I once tried assembling sandwiches with warm cookies, and let’s just say my kitchen turned into a sticky mess. Live and learn, right? Also, layering parchment paper between sandwiches before freezing keeps them from sticking together—a small step that saves big headaches later.

Variations & Adaptations

This recipe is like a blank canvas for your summer creativity. Here are a few ways to mix things up:

  • Flavor Swaps: Swap vanilla ice cream for chocolate, strawberry, or even mint chip to match your mood.
  • Dietary Adaptations: Use almond flour or gluten-free flour blends for a gluten-free cookie. For dairy-free, substitute coconut milk and vegan butter—just keep an eye on texture.
  • Seasonal Mix-Ins: Add chopped fresh berries, toasted nuts, or shredded coconut to the ice cream for an extra punch.
  • Cooking Method Change: Try baking cookies on a pizza stone for a crisper bottom or freezing ice cream sandwiches with rolled edges in crushed nuts for a fancy touch.
  • Personal Favorite: I once added a sprinkle of sea salt on top of the cookies before baking—game changer!

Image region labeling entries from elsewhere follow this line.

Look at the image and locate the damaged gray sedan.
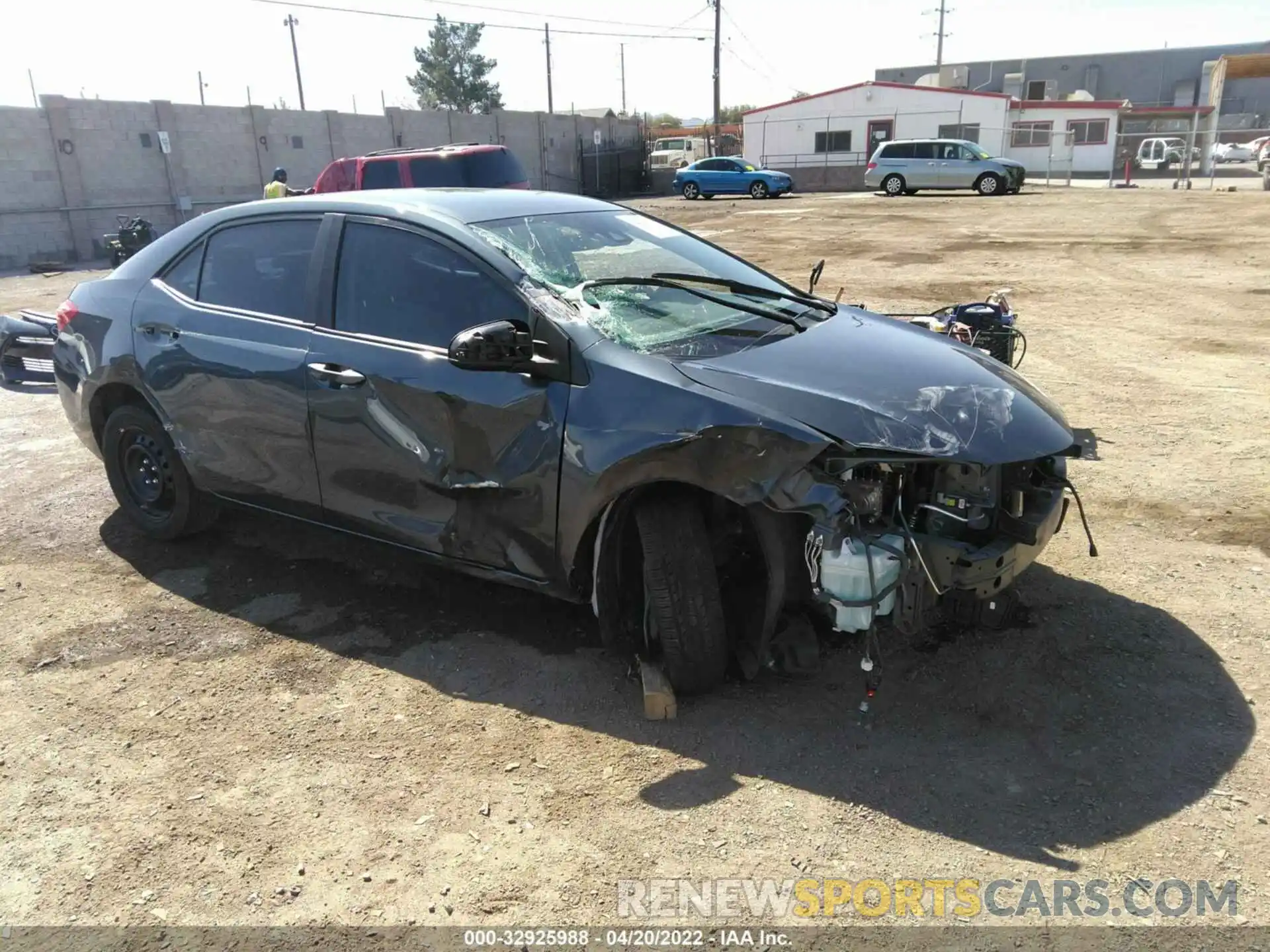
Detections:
[55,189,1080,692]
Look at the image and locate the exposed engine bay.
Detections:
[802,452,1096,642]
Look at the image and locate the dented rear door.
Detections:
[309,217,568,580]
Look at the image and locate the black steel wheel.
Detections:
[102,404,216,539]
[635,496,730,694]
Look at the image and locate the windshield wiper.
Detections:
[653,272,838,313]
[574,276,806,333]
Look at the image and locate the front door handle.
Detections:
[309,363,366,387]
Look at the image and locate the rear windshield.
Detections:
[410,149,529,188]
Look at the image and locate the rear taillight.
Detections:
[57,298,79,334]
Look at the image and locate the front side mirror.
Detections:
[450,321,533,371]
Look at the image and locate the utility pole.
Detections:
[282,13,305,112]
[935,0,947,72]
[710,0,722,155]
[542,23,555,116]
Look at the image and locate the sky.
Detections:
[7,0,1270,118]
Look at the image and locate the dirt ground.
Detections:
[0,189,1270,926]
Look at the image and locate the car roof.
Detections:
[357,142,507,159]
[221,188,618,225]
[112,188,622,278]
[881,136,979,146]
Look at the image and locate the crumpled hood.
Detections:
[677,307,1076,466]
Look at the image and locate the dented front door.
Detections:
[308,221,568,580]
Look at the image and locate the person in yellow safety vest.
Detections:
[264,167,314,198]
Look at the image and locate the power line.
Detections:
[242,0,705,40]
[722,10,776,83]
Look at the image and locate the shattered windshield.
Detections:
[472,210,823,357]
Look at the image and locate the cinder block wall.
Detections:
[0,95,639,270]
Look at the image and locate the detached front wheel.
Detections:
[102,405,216,541]
[974,171,1006,196]
[635,496,729,694]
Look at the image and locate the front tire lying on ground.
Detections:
[635,496,729,694]
[974,171,1006,196]
[881,175,904,198]
[102,405,216,541]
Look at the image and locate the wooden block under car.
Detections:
[639,658,678,721]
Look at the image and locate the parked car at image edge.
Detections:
[865,138,1025,197]
[314,142,530,192]
[671,157,794,199]
[54,189,1080,692]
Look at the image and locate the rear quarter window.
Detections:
[464,149,529,188]
[410,152,468,188]
[362,159,402,189]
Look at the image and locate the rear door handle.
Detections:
[137,324,181,340]
[309,363,366,387]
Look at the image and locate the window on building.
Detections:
[335,222,526,348]
[878,142,913,159]
[940,122,979,142]
[1067,119,1107,146]
[198,219,319,320]
[1009,122,1054,147]
[816,130,851,152]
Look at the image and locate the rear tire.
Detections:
[102,405,217,541]
[974,171,1006,196]
[635,496,730,694]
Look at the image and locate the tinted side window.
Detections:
[362,159,402,188]
[410,152,468,188]
[335,222,526,346]
[198,221,319,320]
[161,241,203,298]
[462,149,530,188]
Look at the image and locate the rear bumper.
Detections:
[0,315,56,383]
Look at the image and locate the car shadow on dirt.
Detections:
[101,513,1253,869]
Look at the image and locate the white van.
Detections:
[649,138,706,169]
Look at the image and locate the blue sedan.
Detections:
[673,159,794,198]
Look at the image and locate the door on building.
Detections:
[867,119,896,155]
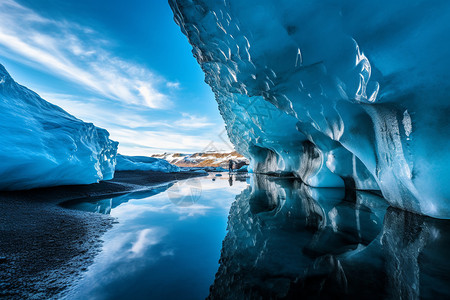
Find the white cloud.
[175,113,214,128]
[0,0,175,109]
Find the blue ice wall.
[0,65,118,190]
[169,0,450,218]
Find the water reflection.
[65,174,247,300]
[208,176,450,299]
[63,174,450,299]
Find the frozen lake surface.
[65,173,248,299]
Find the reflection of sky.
[68,175,247,299]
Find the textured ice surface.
[116,154,180,173]
[0,65,118,190]
[169,0,450,218]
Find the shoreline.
[0,171,203,299]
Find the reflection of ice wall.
[116,154,180,173]
[208,174,450,299]
[0,65,118,190]
[169,0,450,218]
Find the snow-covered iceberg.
[169,0,450,218]
[116,154,180,173]
[0,65,118,190]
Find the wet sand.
[0,171,201,299]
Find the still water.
[63,173,450,299]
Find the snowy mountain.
[152,151,249,169]
[0,65,118,190]
[169,0,450,218]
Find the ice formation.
[116,154,180,173]
[0,65,118,190]
[169,0,450,218]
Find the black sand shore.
[0,171,201,299]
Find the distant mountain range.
[152,151,249,169]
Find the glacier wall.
[169,0,450,218]
[0,65,118,190]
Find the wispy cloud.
[0,0,179,109]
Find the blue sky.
[0,0,232,155]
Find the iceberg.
[169,0,450,218]
[116,154,180,173]
[0,65,118,190]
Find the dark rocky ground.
[0,171,199,299]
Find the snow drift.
[0,65,118,190]
[116,154,180,173]
[169,0,450,218]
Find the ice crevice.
[169,0,450,218]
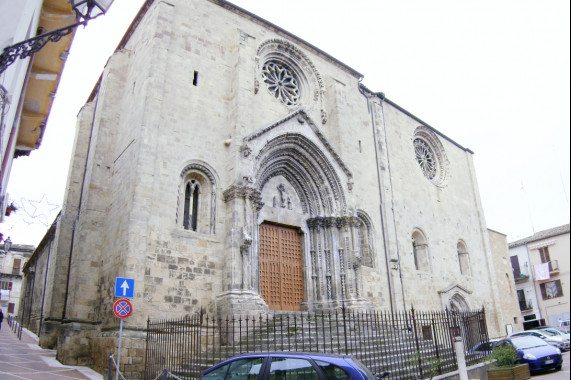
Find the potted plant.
[488,343,531,380]
[6,202,18,216]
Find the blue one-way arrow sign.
[115,277,135,298]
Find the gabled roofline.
[360,83,474,154]
[508,224,571,248]
[87,0,363,102]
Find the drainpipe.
[377,92,406,310]
[359,84,394,319]
[61,89,99,323]
[38,231,55,338]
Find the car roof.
[231,351,353,359]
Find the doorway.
[260,223,303,311]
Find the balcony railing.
[549,260,559,273]
[519,301,533,311]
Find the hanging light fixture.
[71,0,113,22]
[0,0,113,74]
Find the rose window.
[414,139,437,180]
[262,61,299,106]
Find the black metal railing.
[145,309,488,379]
[8,315,23,340]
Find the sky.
[0,0,571,245]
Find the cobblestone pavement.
[0,321,103,380]
[531,351,570,380]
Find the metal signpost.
[113,277,135,380]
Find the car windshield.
[542,329,563,336]
[351,358,375,380]
[511,336,548,350]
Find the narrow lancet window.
[183,180,200,231]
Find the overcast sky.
[0,0,570,245]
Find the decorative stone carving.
[413,126,449,187]
[242,145,252,157]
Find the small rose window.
[262,61,300,106]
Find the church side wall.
[384,103,502,336]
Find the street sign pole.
[113,298,133,380]
[115,318,123,380]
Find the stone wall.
[20,0,510,373]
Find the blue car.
[494,335,563,373]
[202,352,389,380]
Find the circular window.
[413,126,449,186]
[262,61,299,106]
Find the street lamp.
[2,236,12,255]
[0,0,113,74]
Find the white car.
[534,327,569,341]
[510,330,569,351]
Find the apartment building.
[509,224,570,329]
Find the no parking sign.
[113,299,133,318]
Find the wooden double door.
[260,223,303,311]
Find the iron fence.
[145,309,488,379]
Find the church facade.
[21,0,505,374]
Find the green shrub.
[490,343,518,367]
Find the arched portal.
[230,111,370,310]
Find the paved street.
[532,351,570,380]
[0,322,571,380]
[0,320,103,380]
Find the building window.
[183,180,200,231]
[412,126,449,187]
[0,281,12,290]
[262,60,299,106]
[456,241,472,276]
[539,247,551,263]
[177,162,217,234]
[12,259,22,275]
[539,280,563,300]
[357,210,374,267]
[412,231,430,272]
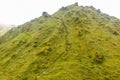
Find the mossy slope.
[0,4,120,80]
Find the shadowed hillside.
[0,3,120,80]
[0,24,14,36]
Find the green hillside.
[0,3,120,80]
[0,24,15,36]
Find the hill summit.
[0,3,120,80]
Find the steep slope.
[0,24,14,36]
[0,4,120,80]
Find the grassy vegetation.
[0,4,120,80]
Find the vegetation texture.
[0,3,120,80]
[0,24,14,36]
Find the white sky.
[0,0,120,25]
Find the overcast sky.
[0,0,120,25]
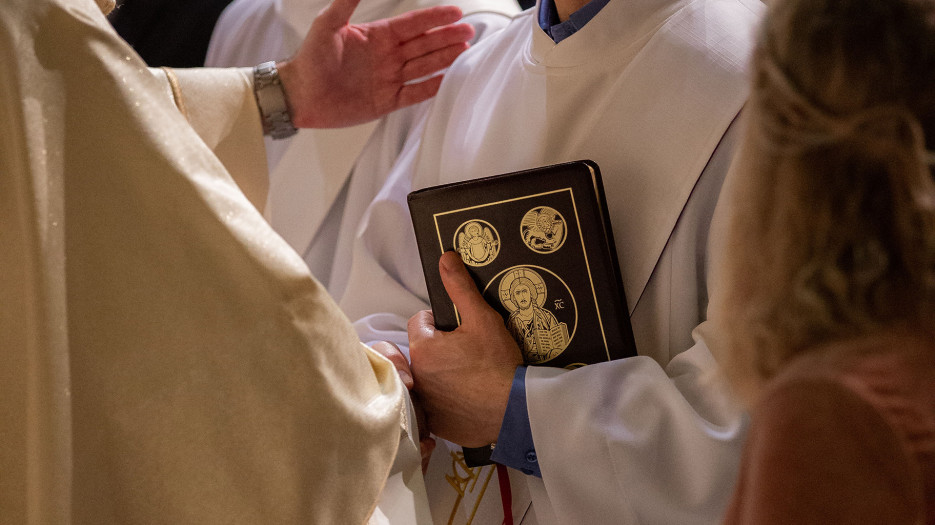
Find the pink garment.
[725,332,935,525]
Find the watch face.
[253,62,297,139]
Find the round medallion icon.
[520,206,567,253]
[497,266,571,364]
[454,219,500,266]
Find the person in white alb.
[0,0,473,525]
[205,0,519,285]
[292,0,763,525]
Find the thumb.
[438,252,492,324]
[318,0,360,29]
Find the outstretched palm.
[279,0,474,128]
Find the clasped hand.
[277,0,474,128]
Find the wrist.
[253,62,297,139]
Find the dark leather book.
[408,160,636,466]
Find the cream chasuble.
[0,0,424,524]
[308,0,763,525]
[205,0,519,278]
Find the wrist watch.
[253,62,298,140]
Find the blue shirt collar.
[539,0,610,44]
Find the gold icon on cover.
[454,219,500,266]
[520,206,567,253]
[498,266,571,364]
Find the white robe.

Don’t be afraid to experiment; this recipe’s forgiving nature means you can create your own signature version with ease.

Serving & Storage Suggestions

Serve your easy homemade creamy ice cream sandwiches straight from the freezer—they’re best cold and firm, but not rock hard. If they’re too frozen, let them sit at room temperature for 5 minutes before enjoying. Presentation-wise, stack them on a pretty plate or wrap individually in parchment paper tied with twine for a charming summer gathering treat.

Complement these sandwiches with fresh fruit, a cold glass of lemonade, or even a scoop of sorbet for a refreshing contrast. To store, wrap each sandwich tightly in plastic wrap and place in an airtight container or freezer bag. They stay delicious for up to 2 weeks.

When reheating, avoid the microwave—it melts the ice cream too fast. Instead, let them thaw in the fridge for 10-15 minutes to soften slightly. Flavors actually deepen after a day in the freezer, so making them ahead of time is a smart move.

Nutritional Information & Benefits

Each ice cream sandwich clocks in at roughly 250-300 calories, depending on portion size and ingredients used. The cookies provide energy-boosting carbs, while the ice cream offers a bit of calcium and protein from the dairy. Using real vanilla extract and unsalted butter means you’re avoiding artificial additives common in store-bought versions.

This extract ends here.